Can somebody maybe explain to me what exactly is going on here and why assumptions like $[\delta,\partial_\mu]=0$ make sense? If you know of a better introduction to the topic feel free to suggest some books, paper, etc.

Math background: I'm not particularly familiar with the calculus of variations. I had some exposure to it in a classical machanics course, where we defined the variation of a functional ($\delta S[f]=\frac{d}{d \epsilon}\left.S[f+\epsilon \delta f]\right|_{\epsilon=0}$), but other than that I don't really now anything on the subject matter.
$^1$ Introduction to relativistic quantum field theory, R. Soldati, 2019.
 A: *

*The "three kinds of infinitesimal variations" are defined as follows.
$$\begin{align} \Delta u(x) &~:=~ u^{\prime}(x^{\prime})-u(x) \qquad\text{ total infinitesimal variation}, \tag{2.2}\cr \delta u(x) &~:=~ u^{\prime}(x)-u(x) \qquad \text{ local/vertical infinitesimal variation},\tag{2.3}\cr 
\mathrm{d}u(x)&~:=~ u(x^{\prime})- u(x) \qquad\text{ differential/horizontal infinitesimal variation}.\tag{2.4}  
\end{align}$$
Here the words horizontal and vertical spaces refer to spacetime and $u$-target space, respectively. While the terminology/names & notation vary from author to author, these three infinitesimal variations are often introduced in physics field theory textbooks.
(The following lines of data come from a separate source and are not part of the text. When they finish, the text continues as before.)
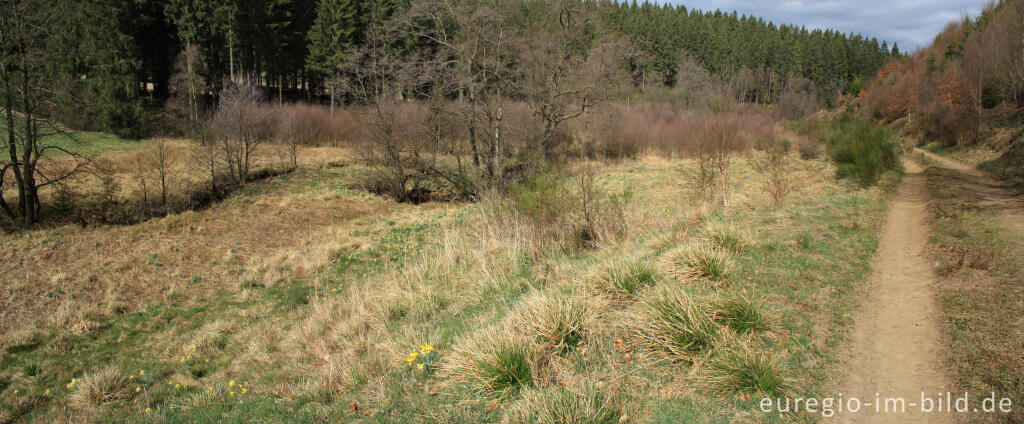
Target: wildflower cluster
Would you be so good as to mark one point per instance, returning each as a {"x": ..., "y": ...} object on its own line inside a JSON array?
[{"x": 423, "y": 359}]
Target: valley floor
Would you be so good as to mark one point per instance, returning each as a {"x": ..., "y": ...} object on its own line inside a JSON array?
[{"x": 299, "y": 300}]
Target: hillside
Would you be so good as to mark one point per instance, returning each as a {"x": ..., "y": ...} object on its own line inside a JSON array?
[{"x": 964, "y": 94}]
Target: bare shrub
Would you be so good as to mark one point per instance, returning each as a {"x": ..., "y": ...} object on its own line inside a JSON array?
[
  {"x": 241, "y": 125},
  {"x": 775, "y": 165},
  {"x": 298, "y": 125},
  {"x": 99, "y": 387}
]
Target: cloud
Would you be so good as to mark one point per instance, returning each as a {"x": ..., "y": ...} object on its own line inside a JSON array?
[{"x": 912, "y": 24}]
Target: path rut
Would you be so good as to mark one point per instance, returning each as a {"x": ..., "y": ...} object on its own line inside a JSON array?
[
  {"x": 994, "y": 196},
  {"x": 896, "y": 342}
]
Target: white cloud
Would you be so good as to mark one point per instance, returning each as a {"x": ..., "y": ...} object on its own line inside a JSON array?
[{"x": 912, "y": 24}]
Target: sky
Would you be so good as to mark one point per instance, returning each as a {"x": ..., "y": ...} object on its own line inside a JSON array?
[{"x": 911, "y": 24}]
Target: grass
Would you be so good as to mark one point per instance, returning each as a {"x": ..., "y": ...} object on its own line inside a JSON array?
[
  {"x": 678, "y": 324},
  {"x": 559, "y": 322},
  {"x": 628, "y": 279},
  {"x": 742, "y": 370},
  {"x": 312, "y": 297},
  {"x": 84, "y": 142},
  {"x": 739, "y": 312},
  {"x": 980, "y": 268},
  {"x": 861, "y": 150},
  {"x": 496, "y": 367},
  {"x": 698, "y": 260},
  {"x": 560, "y": 406}
]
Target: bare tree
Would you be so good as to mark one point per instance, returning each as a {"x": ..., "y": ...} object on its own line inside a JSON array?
[
  {"x": 30, "y": 46},
  {"x": 187, "y": 83},
  {"x": 297, "y": 125},
  {"x": 160, "y": 161},
  {"x": 378, "y": 79},
  {"x": 566, "y": 68},
  {"x": 241, "y": 125}
]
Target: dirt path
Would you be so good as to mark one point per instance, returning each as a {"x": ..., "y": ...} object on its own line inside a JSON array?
[
  {"x": 896, "y": 342},
  {"x": 994, "y": 195}
]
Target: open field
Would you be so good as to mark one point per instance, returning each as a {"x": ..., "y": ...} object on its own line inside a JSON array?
[{"x": 299, "y": 299}]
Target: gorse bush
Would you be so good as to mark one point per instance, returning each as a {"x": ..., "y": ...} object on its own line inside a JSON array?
[
  {"x": 861, "y": 151},
  {"x": 98, "y": 387}
]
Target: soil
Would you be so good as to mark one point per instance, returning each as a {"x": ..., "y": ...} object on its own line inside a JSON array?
[
  {"x": 995, "y": 196},
  {"x": 896, "y": 346}
]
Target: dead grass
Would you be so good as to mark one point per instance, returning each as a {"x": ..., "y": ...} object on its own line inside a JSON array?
[{"x": 314, "y": 296}]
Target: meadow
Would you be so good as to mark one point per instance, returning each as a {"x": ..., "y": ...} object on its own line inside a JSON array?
[{"x": 301, "y": 297}]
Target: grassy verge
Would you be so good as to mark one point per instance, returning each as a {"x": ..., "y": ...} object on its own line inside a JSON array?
[
  {"x": 450, "y": 316},
  {"x": 980, "y": 267}
]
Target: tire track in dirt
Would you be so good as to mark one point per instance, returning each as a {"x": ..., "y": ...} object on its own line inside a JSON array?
[
  {"x": 896, "y": 345},
  {"x": 994, "y": 196}
]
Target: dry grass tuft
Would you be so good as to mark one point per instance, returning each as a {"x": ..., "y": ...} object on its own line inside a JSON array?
[
  {"x": 99, "y": 387},
  {"x": 741, "y": 369},
  {"x": 741, "y": 313},
  {"x": 559, "y": 322},
  {"x": 696, "y": 260},
  {"x": 627, "y": 279},
  {"x": 674, "y": 323},
  {"x": 727, "y": 236},
  {"x": 590, "y": 405},
  {"x": 495, "y": 365}
]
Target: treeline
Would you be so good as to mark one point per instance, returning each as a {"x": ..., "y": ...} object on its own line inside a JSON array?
[
  {"x": 745, "y": 47},
  {"x": 124, "y": 55},
  {"x": 970, "y": 79}
]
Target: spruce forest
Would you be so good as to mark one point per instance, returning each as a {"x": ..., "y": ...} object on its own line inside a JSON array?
[{"x": 509, "y": 211}]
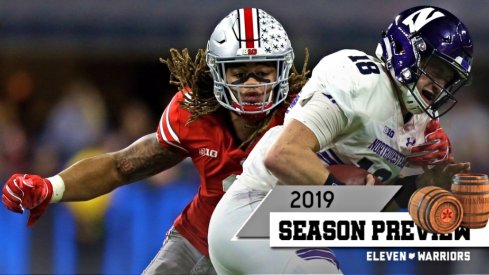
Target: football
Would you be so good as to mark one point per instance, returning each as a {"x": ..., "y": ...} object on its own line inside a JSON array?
[{"x": 351, "y": 174}]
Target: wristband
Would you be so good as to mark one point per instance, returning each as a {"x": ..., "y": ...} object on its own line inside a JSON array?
[
  {"x": 331, "y": 180},
  {"x": 58, "y": 188}
]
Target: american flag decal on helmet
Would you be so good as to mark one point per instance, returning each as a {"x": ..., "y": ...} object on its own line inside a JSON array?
[{"x": 249, "y": 29}]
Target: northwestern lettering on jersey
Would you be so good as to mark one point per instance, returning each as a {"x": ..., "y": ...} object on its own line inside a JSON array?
[{"x": 386, "y": 152}]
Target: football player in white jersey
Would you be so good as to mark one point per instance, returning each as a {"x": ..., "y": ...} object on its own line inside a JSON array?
[{"x": 380, "y": 114}]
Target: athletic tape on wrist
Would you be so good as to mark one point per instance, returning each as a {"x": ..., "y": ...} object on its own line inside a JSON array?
[
  {"x": 58, "y": 188},
  {"x": 331, "y": 180}
]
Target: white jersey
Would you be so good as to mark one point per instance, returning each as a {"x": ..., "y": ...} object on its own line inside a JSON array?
[{"x": 351, "y": 105}]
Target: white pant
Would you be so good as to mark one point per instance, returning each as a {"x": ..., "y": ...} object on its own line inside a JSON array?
[{"x": 256, "y": 256}]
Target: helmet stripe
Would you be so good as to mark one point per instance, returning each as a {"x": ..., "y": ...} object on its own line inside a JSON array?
[{"x": 248, "y": 20}]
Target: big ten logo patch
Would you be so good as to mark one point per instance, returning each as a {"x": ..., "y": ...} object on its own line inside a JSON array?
[
  {"x": 389, "y": 132},
  {"x": 208, "y": 152}
]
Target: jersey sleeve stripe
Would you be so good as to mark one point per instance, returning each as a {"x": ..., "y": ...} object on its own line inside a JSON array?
[{"x": 166, "y": 127}]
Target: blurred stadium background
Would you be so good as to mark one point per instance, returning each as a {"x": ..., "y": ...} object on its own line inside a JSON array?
[{"x": 82, "y": 77}]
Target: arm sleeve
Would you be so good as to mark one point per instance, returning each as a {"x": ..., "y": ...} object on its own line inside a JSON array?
[
  {"x": 170, "y": 132},
  {"x": 321, "y": 115}
]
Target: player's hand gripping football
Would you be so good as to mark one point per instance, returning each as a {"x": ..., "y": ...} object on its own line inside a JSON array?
[
  {"x": 31, "y": 192},
  {"x": 436, "y": 149}
]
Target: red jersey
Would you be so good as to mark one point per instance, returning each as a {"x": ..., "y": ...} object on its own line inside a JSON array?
[{"x": 210, "y": 143}]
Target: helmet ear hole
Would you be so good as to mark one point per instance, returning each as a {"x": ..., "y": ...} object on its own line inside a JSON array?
[{"x": 398, "y": 48}]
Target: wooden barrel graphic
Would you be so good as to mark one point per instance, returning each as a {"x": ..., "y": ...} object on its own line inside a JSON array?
[
  {"x": 472, "y": 190},
  {"x": 435, "y": 210}
]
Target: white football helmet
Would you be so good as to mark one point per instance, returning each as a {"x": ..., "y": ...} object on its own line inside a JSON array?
[{"x": 249, "y": 35}]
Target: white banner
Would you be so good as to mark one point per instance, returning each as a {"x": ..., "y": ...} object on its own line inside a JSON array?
[{"x": 363, "y": 229}]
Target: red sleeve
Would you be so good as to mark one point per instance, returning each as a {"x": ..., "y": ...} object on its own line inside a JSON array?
[{"x": 171, "y": 131}]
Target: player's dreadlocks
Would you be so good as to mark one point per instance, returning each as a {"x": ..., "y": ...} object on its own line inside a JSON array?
[{"x": 193, "y": 74}]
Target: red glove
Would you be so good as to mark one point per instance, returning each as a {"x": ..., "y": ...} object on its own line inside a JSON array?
[
  {"x": 435, "y": 150},
  {"x": 27, "y": 191}
]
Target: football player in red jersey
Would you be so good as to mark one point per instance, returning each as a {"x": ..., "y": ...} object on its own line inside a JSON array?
[{"x": 230, "y": 95}]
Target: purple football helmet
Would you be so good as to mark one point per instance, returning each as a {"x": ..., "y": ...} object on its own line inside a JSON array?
[{"x": 417, "y": 37}]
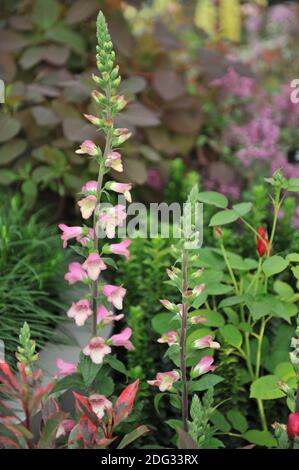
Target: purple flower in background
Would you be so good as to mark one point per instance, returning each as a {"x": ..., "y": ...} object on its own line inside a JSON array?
[
  {"x": 154, "y": 179},
  {"x": 234, "y": 84}
]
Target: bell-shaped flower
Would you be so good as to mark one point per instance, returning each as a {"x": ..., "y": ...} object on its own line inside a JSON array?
[
  {"x": 97, "y": 349},
  {"x": 88, "y": 147},
  {"x": 114, "y": 161},
  {"x": 114, "y": 294},
  {"x": 165, "y": 380},
  {"x": 99, "y": 404},
  {"x": 94, "y": 265},
  {"x": 121, "y": 248},
  {"x": 105, "y": 316},
  {"x": 80, "y": 311},
  {"x": 206, "y": 342},
  {"x": 75, "y": 274},
  {"x": 171, "y": 337},
  {"x": 123, "y": 339}
]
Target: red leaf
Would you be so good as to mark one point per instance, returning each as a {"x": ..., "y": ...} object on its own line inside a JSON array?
[{"x": 125, "y": 402}]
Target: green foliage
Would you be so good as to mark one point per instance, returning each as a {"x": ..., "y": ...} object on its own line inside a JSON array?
[{"x": 31, "y": 267}]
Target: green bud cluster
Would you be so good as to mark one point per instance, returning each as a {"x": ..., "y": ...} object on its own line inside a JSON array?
[{"x": 26, "y": 351}]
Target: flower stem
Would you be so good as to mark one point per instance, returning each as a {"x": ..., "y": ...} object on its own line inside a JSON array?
[{"x": 183, "y": 343}]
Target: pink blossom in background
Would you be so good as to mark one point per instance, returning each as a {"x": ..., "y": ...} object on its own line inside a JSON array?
[
  {"x": 123, "y": 339},
  {"x": 115, "y": 295},
  {"x": 80, "y": 311},
  {"x": 121, "y": 248},
  {"x": 97, "y": 349},
  {"x": 154, "y": 179},
  {"x": 165, "y": 380},
  {"x": 75, "y": 274},
  {"x": 99, "y": 404},
  {"x": 204, "y": 366},
  {"x": 105, "y": 317},
  {"x": 111, "y": 218},
  {"x": 65, "y": 368},
  {"x": 94, "y": 265}
]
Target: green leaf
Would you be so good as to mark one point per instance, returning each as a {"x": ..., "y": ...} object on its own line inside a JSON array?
[
  {"x": 223, "y": 218},
  {"x": 243, "y": 208},
  {"x": 266, "y": 388},
  {"x": 232, "y": 335},
  {"x": 260, "y": 438},
  {"x": 238, "y": 420},
  {"x": 88, "y": 369},
  {"x": 45, "y": 13},
  {"x": 213, "y": 198},
  {"x": 132, "y": 436},
  {"x": 274, "y": 265},
  {"x": 205, "y": 382}
]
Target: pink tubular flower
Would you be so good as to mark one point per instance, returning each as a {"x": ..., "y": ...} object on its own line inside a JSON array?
[
  {"x": 113, "y": 161},
  {"x": 121, "y": 188},
  {"x": 121, "y": 248},
  {"x": 204, "y": 366},
  {"x": 123, "y": 339},
  {"x": 105, "y": 317},
  {"x": 65, "y": 368},
  {"x": 165, "y": 380},
  {"x": 87, "y": 206},
  {"x": 69, "y": 232},
  {"x": 88, "y": 147},
  {"x": 171, "y": 337},
  {"x": 94, "y": 265},
  {"x": 80, "y": 311},
  {"x": 90, "y": 187},
  {"x": 99, "y": 404},
  {"x": 115, "y": 295},
  {"x": 206, "y": 342},
  {"x": 65, "y": 427},
  {"x": 97, "y": 349},
  {"x": 75, "y": 274},
  {"x": 93, "y": 119},
  {"x": 111, "y": 218},
  {"x": 198, "y": 319}
]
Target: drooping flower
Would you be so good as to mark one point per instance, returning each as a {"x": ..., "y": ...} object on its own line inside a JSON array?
[
  {"x": 111, "y": 218},
  {"x": 65, "y": 427},
  {"x": 105, "y": 317},
  {"x": 69, "y": 232},
  {"x": 121, "y": 248},
  {"x": 75, "y": 274},
  {"x": 262, "y": 242},
  {"x": 80, "y": 311},
  {"x": 114, "y": 294},
  {"x": 122, "y": 188},
  {"x": 94, "y": 265},
  {"x": 204, "y": 366},
  {"x": 97, "y": 349},
  {"x": 87, "y": 206},
  {"x": 113, "y": 161},
  {"x": 171, "y": 337},
  {"x": 293, "y": 425},
  {"x": 90, "y": 187},
  {"x": 165, "y": 380},
  {"x": 206, "y": 342},
  {"x": 99, "y": 404},
  {"x": 88, "y": 147},
  {"x": 123, "y": 339},
  {"x": 65, "y": 368}
]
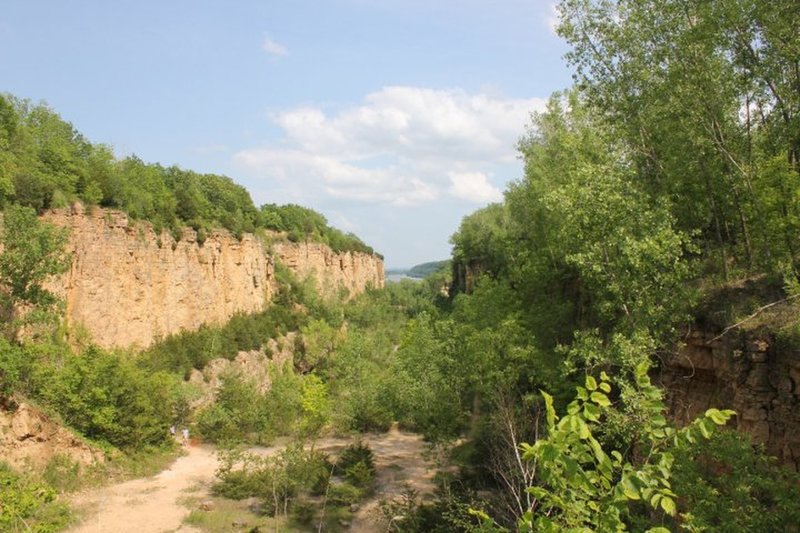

*The statement $[\delta,\partial_\mu]=0$ means that vertical infinitesimal variations $\delta$ commute with spacetime-derivatives $\partial_{\mu}\equiv\frac{\partial}{\partial x^{\mu}}$. Be aware that total infinitesimal variations $\Delta$ do not necessarily commute with spacetime-derivatives $\partial_{\mu}$.
A: $\delta x^\mu$ has one upper index, so you just write down all possible terms which give some object with an upper index. Also $\delta x^\mu$ should only depend on $x^\mu$ and constants, because what else should it depend on? So you could come up with the idea to classify the contributions to $\delta x^\mu$ with respect to the order in $x$.
Zeroth order in $x$ is just a constant. Remember, it should carry an upper index, so it is a constant vector. $\delta x^\mu$ is infinitesimal, so each contribution should be infinitesimal. So you end up with an infinitesimal constant vector $$(\delta x^\mu)^{(0)}=\delta \omega^\mu$$ to zeroth order in $x$.
First order in $x$ is something of the form "constant times x". Since $x$ is a vector, the most general form would be contracting it with a constant tensor. The tensor should be infinitesimal (since $x$ itself is not infinitesimal). To get back an object with one upper index, the index structure should be as follows
$$(\delta x^\mu)^{(1)}=\delta\omega^\mu_\lambda x^\lambda$$
We can lift one of the indices using the metric tensor: $\delta\omega^\mu_\lambda=\delta\omega^{\mu\nu}g_{\nu\lambda}$ and will end up with
$$(\delta x^\mu)^{(1)}=\delta\omega^{\mu\nu}g_{\nu\lambda} x^\lambda$$
In total, up to first order in $x$ we get exactly (2.12).